How do you run a customer journey workshop?

Whilst most businesses would agree that customers are their lifeblood, the counter-intuitive reality is that they seldom allocate a day long workshop dedicated to understanding customers.

 

Why run a customer journey workshop?

The key aim in running a customer journey workshop is to create a detailed “map” of the individual touchpoints and interactions that customers have with a specific business. This should encapsulate both the operational and emotional journey a customer takes with a company. The map also needs to identify points on the journey which have the power to change experiences and create value, alongside those which have the power to destroy value.

A deep understanding of customers and their experience with a brand is critical. Armed with this understanding, businesses can seek to implement ways of fully managing the whole customer experience.

customer journey workshop

 

Who should attend the workshop?

It is advised that a company should try to seek participation from a range of departments and personnel who can contribute to mapping the different touchpoints that customers have with a business. Whilst there are those in customer-facing roles such as sales and customer service, this does not complete the picture. It is therefore important to include a mixture of those from marketing, sales, customer service, operations, finance and so on. As an example, the marketing team can advise on important touchpoints linked to the company website or marketing efforts which enable new customers to build awareness of a brand.

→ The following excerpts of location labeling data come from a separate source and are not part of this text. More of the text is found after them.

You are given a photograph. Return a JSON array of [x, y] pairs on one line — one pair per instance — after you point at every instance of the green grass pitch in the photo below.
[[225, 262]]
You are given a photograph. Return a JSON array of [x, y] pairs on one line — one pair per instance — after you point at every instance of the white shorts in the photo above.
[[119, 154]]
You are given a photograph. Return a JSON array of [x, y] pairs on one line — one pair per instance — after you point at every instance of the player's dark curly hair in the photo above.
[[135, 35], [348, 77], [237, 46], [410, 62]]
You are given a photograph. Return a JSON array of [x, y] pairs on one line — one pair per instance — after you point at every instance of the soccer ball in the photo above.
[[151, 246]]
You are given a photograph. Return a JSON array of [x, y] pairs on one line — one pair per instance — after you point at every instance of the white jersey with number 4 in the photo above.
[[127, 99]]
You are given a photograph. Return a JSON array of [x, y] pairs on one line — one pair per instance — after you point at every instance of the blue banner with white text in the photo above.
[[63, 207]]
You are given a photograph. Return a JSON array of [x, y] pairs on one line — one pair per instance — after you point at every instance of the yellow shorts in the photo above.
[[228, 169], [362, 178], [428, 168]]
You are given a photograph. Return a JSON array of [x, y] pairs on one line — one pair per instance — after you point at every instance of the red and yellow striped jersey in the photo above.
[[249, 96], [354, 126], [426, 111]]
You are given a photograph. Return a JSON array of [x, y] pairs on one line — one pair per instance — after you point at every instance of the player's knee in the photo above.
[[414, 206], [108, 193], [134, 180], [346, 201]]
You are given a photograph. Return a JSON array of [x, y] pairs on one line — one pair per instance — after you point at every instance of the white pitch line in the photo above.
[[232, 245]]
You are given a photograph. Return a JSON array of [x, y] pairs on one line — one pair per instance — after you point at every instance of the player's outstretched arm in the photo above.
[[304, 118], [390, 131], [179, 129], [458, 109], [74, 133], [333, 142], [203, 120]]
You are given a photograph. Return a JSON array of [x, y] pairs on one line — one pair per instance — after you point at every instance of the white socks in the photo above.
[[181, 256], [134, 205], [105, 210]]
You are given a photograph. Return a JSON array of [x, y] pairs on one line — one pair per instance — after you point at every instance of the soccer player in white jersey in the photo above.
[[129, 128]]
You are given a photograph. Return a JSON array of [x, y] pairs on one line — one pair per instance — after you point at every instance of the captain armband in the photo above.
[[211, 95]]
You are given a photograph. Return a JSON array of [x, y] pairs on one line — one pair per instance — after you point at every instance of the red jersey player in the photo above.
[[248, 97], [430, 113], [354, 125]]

Moreover, when a business is running a customer journey mapping workshop, then including a range of personnel serves to send an important message; that everyone in a business has an important role to play in contributing to the end customer experience – whether this is directly or indirectly. This understanding and acceptance is the critical first step in a business building a truly customer-centric culture, where customer experience is ingrained in the fabric of the company. As highlighted in the diagram below, there are five core stages to embedding customer-centricity and only 4% of companies have reached the final stage, of which this cultural shift in recognizing that everyone has a role to play when it comes to delivering the customer experience is central.

 

Five core stages to embedding customer-centricity

core stages to embedding customer-centricity

 

What is the general format of the day?

Typically, this would run as an interactive working day long session (depending on the availability of all attendees). Whilst every workshop (and customer journey) is unique to each business, we would normally expect between 10-20 attendees to each workshop.

Facilitated by B2B International’s customer experience experts, the start of the session would set the scene to help align all attendees to what customer experience is and why it is an important focus. The rest of the day would then include multiple exercises which enable attendees to put themselves in the shoes of customers to understand their experiences and interactions, alongside key strengths, pain points or the most integral parts of the journey which have the most power to build or destroy customer loyalty – the “moments of truth”.

As is often the case for many b2b businesses, there may be several different but important customer types – for example, distributors of product and services versus end-users. With this in mind, we can format the day so that attendees are split into different groups; with each focusing on a specific customer type so that we can map out the different journeys that these customers take with a brand.